The other book by Stephen F. Anderson is a bit darker in tone as it follows Steve through a description of his family, which seems to have been dysfunctional throughout his life. Steve was the seventh of nine children, and as he portrays it, his mother really didn’t seem to enjoy her children at all, leaving much of the child raising to his three oldest sisters. At some point during their youth, his mother told two of her daughters that they were not the children of their father, and another child learned that he was not his father’s son when he had a life-threatening accident as a teenager and needed a blood transfusion. Although his father offered, he did not match his son. That type of test really didn’t prove that the boy wasn’t his father’s son, but the mother confessed to her husband that the boy wasn’t his. From that point on, the family lived with secrets that no one would discuss.

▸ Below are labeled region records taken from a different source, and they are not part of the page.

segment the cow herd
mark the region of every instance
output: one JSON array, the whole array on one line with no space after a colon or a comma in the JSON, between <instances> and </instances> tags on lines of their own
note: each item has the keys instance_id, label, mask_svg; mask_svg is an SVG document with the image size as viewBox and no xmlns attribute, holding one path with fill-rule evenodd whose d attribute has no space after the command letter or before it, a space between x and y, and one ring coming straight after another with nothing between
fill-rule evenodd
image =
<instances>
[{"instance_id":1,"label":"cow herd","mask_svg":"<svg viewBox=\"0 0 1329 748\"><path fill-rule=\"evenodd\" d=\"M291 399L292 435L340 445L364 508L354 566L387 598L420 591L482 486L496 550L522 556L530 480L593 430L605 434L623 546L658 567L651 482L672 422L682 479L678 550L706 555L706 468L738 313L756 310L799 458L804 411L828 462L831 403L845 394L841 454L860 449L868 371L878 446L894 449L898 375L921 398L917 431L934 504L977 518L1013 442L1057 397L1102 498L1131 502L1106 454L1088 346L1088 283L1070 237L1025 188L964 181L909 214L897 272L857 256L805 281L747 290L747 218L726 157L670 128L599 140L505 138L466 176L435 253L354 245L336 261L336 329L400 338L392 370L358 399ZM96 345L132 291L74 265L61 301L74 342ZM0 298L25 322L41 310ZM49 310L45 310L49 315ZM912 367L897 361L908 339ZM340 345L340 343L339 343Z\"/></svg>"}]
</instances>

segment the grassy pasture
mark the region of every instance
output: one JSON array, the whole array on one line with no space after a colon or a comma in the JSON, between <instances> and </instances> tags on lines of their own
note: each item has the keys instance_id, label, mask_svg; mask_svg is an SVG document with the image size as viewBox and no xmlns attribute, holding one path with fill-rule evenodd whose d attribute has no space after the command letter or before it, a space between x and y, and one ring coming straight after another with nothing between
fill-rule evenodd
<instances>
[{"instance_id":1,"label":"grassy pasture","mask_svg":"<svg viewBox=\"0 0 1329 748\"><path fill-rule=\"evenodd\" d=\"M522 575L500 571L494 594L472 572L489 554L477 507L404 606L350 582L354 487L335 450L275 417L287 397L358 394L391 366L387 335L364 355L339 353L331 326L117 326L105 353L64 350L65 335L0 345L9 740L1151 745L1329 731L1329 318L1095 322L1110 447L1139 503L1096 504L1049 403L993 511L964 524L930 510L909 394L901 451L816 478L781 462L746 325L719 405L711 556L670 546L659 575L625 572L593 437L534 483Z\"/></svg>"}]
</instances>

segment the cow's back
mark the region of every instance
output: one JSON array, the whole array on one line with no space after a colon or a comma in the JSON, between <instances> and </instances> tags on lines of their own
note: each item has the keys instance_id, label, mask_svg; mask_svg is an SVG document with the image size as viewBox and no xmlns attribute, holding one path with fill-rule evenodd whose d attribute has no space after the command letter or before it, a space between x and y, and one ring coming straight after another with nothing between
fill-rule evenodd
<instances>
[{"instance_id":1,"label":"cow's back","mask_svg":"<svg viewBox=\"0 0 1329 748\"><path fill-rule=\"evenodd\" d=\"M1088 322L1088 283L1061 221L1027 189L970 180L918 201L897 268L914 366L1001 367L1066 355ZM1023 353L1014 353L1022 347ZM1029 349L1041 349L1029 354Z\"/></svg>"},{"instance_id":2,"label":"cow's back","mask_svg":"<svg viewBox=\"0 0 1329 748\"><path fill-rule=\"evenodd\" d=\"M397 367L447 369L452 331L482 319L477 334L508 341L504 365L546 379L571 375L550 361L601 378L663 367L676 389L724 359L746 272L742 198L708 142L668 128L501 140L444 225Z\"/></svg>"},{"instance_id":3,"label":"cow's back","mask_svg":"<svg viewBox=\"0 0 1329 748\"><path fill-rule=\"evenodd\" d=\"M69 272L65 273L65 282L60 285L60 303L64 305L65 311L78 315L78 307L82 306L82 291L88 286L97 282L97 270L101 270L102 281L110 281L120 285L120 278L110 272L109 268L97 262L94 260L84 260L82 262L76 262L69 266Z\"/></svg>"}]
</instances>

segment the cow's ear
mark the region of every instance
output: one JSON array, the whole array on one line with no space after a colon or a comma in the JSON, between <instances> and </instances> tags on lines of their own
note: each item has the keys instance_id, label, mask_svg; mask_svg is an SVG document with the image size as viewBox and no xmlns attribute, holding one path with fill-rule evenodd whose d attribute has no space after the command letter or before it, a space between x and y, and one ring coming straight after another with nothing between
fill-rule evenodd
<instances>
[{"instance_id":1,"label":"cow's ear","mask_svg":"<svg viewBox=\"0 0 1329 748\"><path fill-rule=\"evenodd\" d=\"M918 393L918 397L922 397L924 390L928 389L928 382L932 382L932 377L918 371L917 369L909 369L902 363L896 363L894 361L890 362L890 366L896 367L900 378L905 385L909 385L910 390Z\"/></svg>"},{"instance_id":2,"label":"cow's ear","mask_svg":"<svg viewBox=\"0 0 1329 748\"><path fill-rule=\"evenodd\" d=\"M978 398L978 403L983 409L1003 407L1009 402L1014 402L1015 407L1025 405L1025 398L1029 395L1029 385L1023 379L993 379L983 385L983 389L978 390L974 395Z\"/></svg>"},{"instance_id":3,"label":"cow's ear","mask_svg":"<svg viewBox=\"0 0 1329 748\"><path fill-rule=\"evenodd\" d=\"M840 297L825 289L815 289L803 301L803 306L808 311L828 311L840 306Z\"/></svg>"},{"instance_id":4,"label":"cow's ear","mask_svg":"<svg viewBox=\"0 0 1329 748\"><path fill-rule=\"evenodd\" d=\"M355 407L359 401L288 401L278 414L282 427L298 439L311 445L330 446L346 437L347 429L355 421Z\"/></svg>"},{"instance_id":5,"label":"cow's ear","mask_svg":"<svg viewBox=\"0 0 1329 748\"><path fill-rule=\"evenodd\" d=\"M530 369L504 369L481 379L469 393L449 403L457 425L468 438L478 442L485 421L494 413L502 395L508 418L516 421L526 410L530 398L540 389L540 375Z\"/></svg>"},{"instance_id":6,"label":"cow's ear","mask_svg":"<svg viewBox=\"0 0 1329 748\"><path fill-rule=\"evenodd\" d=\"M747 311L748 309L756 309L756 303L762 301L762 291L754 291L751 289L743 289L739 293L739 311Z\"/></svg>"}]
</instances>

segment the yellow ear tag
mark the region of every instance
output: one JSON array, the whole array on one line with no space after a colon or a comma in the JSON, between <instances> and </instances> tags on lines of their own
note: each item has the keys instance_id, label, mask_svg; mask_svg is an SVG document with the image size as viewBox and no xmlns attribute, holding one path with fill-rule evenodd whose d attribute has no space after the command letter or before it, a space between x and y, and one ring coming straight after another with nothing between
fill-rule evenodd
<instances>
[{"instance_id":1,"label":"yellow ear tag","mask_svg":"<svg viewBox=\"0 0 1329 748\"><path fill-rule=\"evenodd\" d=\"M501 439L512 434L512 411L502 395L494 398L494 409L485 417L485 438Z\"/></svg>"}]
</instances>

When DNA testing became possible, Steve and one of his brothers agreed that they should try to get DNA from their parents as a baseline so that any of the nine children would have a way to know for sure if they were their father’s child or not. As DNA testing eventually revealed, none of the nine siblings were the biological child of the man who’d raised them. In fact, six different men turned out to be the fathers of the nine children. Like the other book, this book ends on an upbeat note as Steve notes that he has forgiven his mother for what she did to him and his siblings and recognizes that he’ll never really know what caused her out-of-the-ordinary behavior.

 

The circumstances of the authors of these two books are probably not going to offer much guidance to the average reader, but they do show exactly how DNA has upended the lives of many people who have taken tests. Neither book is as well-written as Bill Griffeth’s Stranger in My Genes or Dani Shapiro’s Inheritance, but both are good examples of how many family secrets are now being exposed by at-home DNA testing and are great reads for a long afternoon at home.